I remember when advocacy groups were up in arms over Teletubbies. Tinky Winky must be gay! Oh heavens. Where are these groups when it comes to “Bridezillas” and “The Real Housewives of New Jersey”? Have you watched the way these people talk to their prospective husbands, their mothers, their family and friends? Give me Tinky Winky any day. We may not know his sexual identity, but I love his purse. In the meantime you can call me old fashioned. I believe marriage should be based on love and respect and that it takes work.  I believe that good taste never goes out of style, but being a spectacle will always haunt you and that Don Henley was right on the money when he wrote “Dirty Laundry.”

Friday, September 2, 2011

Decisions, Decisions, Decisions....Welcome to the Circus

So I'm one of those Mom's. The selfish ones who don't quite make every event that their child is in or volunteer at every opportunity. Tonight is our older son's first ever performance in marching band. He's doing quite well with it. In fact most of the complaints and whines have been mine ("How much money?, "What times are practices?", "Quick, who knows how many traffic lights are between us and the high school?", and "I hate a car pool lane.") Usually those statements are a touch more umm, verbose. What can I say? I love a good whine.
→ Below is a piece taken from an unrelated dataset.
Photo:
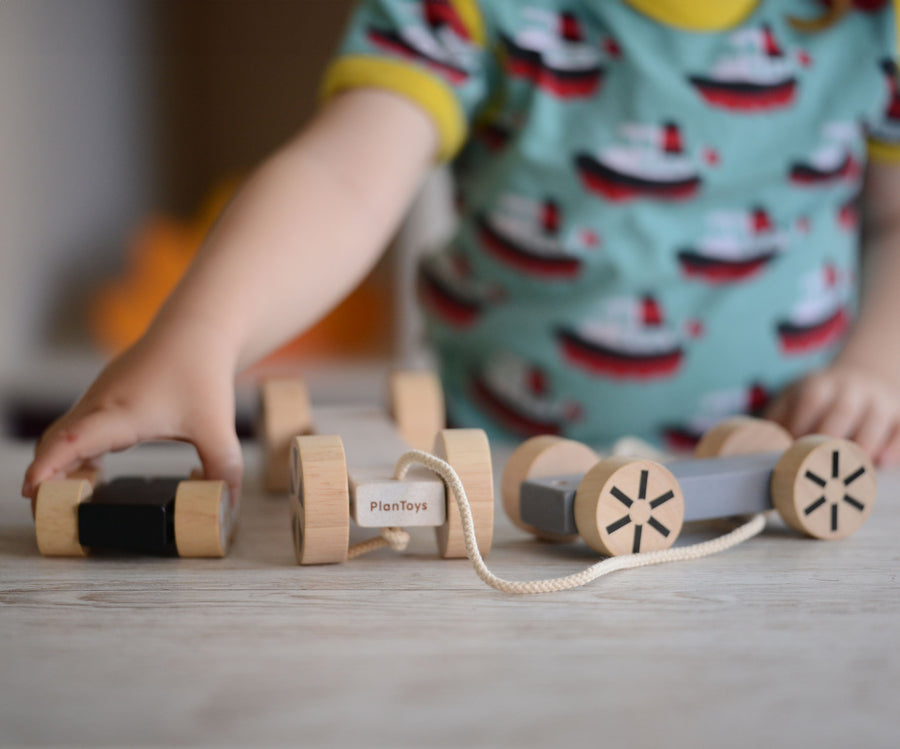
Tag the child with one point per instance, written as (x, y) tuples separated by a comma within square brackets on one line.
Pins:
[(658, 226)]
But my life, like so many of us, is a constant juggling act between the kids, and my parents needs. Of course throw in there the house, hubby, work, the never ending yard work, and there you have it, a 16 ring circus complete with juggling and the high wire. 
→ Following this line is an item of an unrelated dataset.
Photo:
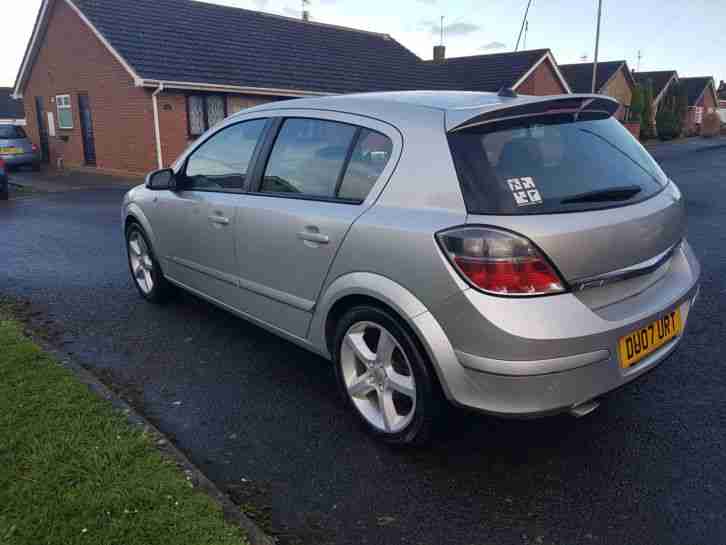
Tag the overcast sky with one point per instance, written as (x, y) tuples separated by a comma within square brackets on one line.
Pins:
[(689, 37)]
My Daddy is in the hospital and I am worried. No two ways about it. So I'm sitting here with the "do I stay or do I go" syndrome. If I stay, then I get to see my child perform in the marching band for the first time ever - which I so badly want to do. And I'm already planning on going next weekend which means I'll miss his first time in uniform. If I go, then I can't go next weekend, and will I be able to do everything I need to get done at their house this weekend? Probably not. Plus we have plans for the weekend - which makes me seem selfish.

In between all that someone always seems to "charitably" notice my absences or when I decline to help at an event. It's so very helpful when someone tells me that their life is complicated, too. Especially when I don't remember trying to make it a competition. I even once heard that if going stresses me out so much than I just shouldn't go. Uh huh - to me that really smacks of selfish. I not so charitably have decided they are the chattering monkeys in the circus. They are focused on their own lives (rightly so), but never give credence to your own complications.

As I sit here writing this, I suddenly get inspiration from the Disco channel, yeah, I said DISCO. Sister Sledge is singing "We Are Family" and the lines, "Have faith in you and the things you do" goes past me and then sinks back into my heart. Every day we all make decisions and juggle and hope for the best and all I can do is have faith while I ignore the chattering monkeys and try to juggle in the circus. Please tell me I'm not the only one with the chattering monkeys, guilt and juggling act!